Le budget alloué à ces différentes mesures a été de 810 Millions DKK soit environ 105 millions €.

Voyons rapidement ce que la feuille de route pour Copenhague 2017-2020 propose :

A) Consommation énergétique

Comme ils ont déjà beaucoup avancé sur le sujet pendant des années, ce n’est paradoxalement pas le premier moyen pour eux de réduire les émissions de CO2. Ils s’attaquent aux mêmes problèmes que nous dans la rénovation des bâtiments, avec les mêmes constats.

Et ils mettent l’accent sur tous les bénéfices d’une diminution de la consommation y compris sur le fait que cela prépare le patrimoine bâti au futur (économies, confort…)

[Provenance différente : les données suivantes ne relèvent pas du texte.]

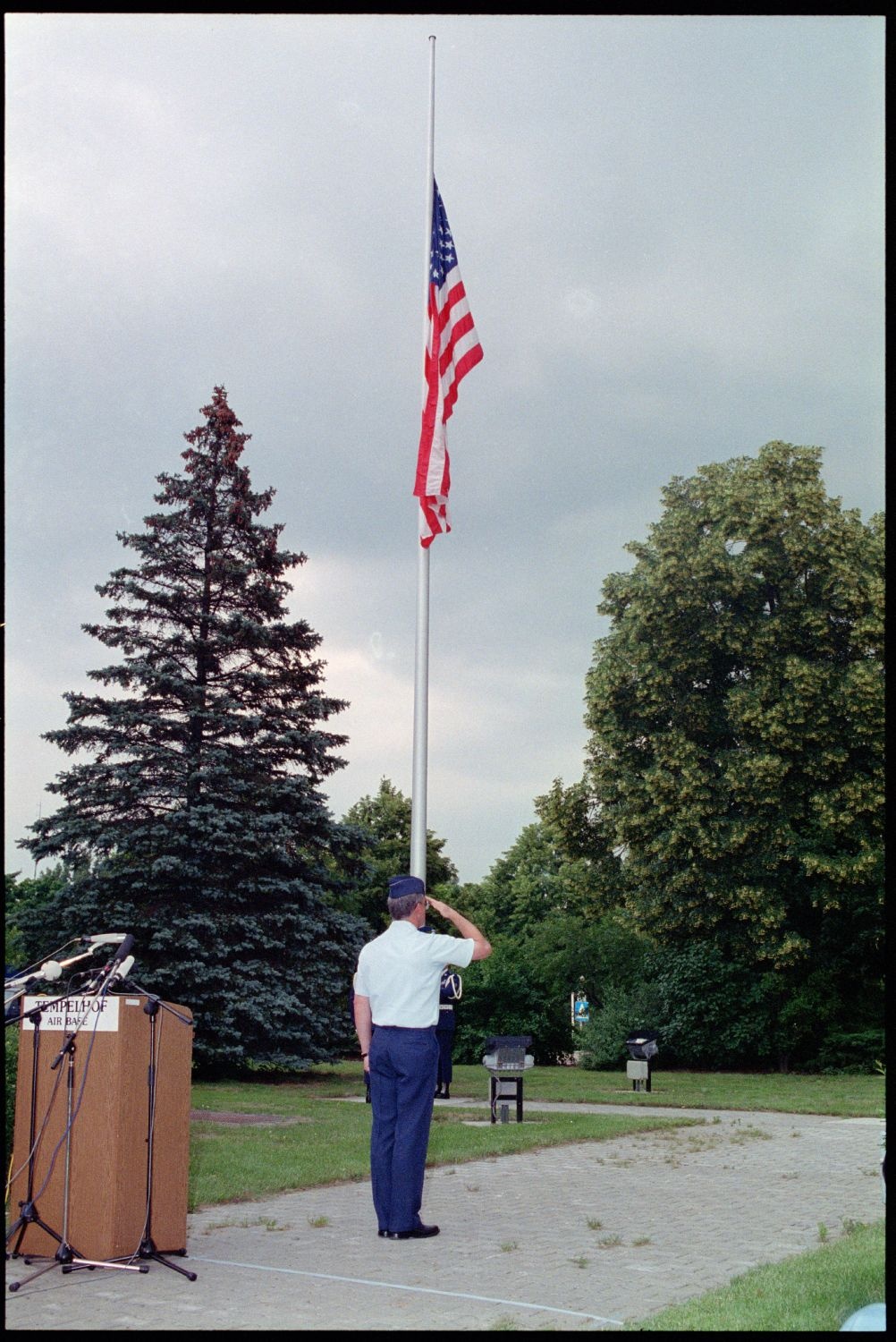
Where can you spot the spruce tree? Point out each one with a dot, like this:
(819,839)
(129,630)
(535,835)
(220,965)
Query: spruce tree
(195,816)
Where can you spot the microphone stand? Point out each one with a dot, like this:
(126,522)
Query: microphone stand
(66,1255)
(29,1212)
(148,1248)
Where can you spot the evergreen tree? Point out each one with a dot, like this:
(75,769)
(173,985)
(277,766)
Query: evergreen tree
(195,819)
(737,730)
(383,824)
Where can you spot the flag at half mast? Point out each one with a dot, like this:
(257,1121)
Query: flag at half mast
(452,349)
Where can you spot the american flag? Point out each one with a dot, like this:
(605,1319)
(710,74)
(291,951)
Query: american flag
(452,349)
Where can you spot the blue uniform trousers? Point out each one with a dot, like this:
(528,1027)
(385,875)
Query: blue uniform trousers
(402,1075)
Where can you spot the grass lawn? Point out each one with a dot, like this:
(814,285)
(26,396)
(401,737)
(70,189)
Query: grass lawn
(810,1293)
(295,1141)
(841,1095)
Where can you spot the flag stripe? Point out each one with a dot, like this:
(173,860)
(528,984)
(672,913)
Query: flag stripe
(452,349)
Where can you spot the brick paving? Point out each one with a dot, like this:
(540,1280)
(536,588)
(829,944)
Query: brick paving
(679,1212)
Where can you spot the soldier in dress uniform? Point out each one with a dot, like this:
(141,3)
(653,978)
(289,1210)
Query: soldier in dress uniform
(396,1011)
(450,993)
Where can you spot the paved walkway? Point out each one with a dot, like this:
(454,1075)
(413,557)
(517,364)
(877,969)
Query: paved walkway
(679,1212)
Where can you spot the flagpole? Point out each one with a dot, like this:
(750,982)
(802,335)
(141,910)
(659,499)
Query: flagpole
(421,655)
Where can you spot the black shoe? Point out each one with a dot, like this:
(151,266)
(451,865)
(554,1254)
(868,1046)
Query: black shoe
(420,1232)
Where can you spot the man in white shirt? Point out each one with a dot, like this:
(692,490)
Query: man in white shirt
(396,1009)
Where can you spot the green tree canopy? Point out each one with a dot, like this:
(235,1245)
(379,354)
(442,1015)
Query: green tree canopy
(193,816)
(735,716)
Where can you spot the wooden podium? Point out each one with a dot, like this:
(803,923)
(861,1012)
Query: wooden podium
(107,1074)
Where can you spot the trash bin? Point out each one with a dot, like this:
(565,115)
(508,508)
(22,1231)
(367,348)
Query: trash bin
(643,1049)
(506,1060)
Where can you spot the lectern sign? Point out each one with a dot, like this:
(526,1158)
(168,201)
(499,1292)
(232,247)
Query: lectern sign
(86,1012)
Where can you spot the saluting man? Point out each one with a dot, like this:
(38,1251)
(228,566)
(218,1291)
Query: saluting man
(396,1009)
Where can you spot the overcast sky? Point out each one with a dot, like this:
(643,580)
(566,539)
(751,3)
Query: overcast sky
(671,234)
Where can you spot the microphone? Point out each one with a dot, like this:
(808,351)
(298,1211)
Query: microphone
(51,969)
(123,950)
(121,972)
(117,968)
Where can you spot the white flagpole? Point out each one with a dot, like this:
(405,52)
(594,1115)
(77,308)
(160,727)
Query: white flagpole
(421,658)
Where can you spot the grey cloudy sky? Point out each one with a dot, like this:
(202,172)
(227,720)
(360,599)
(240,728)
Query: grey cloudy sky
(671,234)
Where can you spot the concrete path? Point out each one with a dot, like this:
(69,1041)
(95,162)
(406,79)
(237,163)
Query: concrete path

Objectifs 2025 (dans le plan 2017) :

  • Réduction de 20% de la consommation de chaleur
  • Réduction de 20% de la consommation d’électricité dans les commerces et services
  • Réduction de 10% de la consommation d’électricité dans l’habitat
  • Installation de panneaux PV pour 1% de la consommation d’électricité

Il y a ensuite tout un ensemble de mesures que nous ne détaillerons pas ici, mais qui seraient parfaitement transposables à Lille, en particulier sur les bâtiments.


B) Production d’énergie

A Copenhague c’est le premier poste d’émission de CO2, les villes du Nord ont depuis longtemps des systèmes de chauffage urbain qui étaient peu vertueux. Ils ont donc décidé de convertir ces systèmes à la biomasse, à la géothermie, à l’éolien et au photovoltaïque.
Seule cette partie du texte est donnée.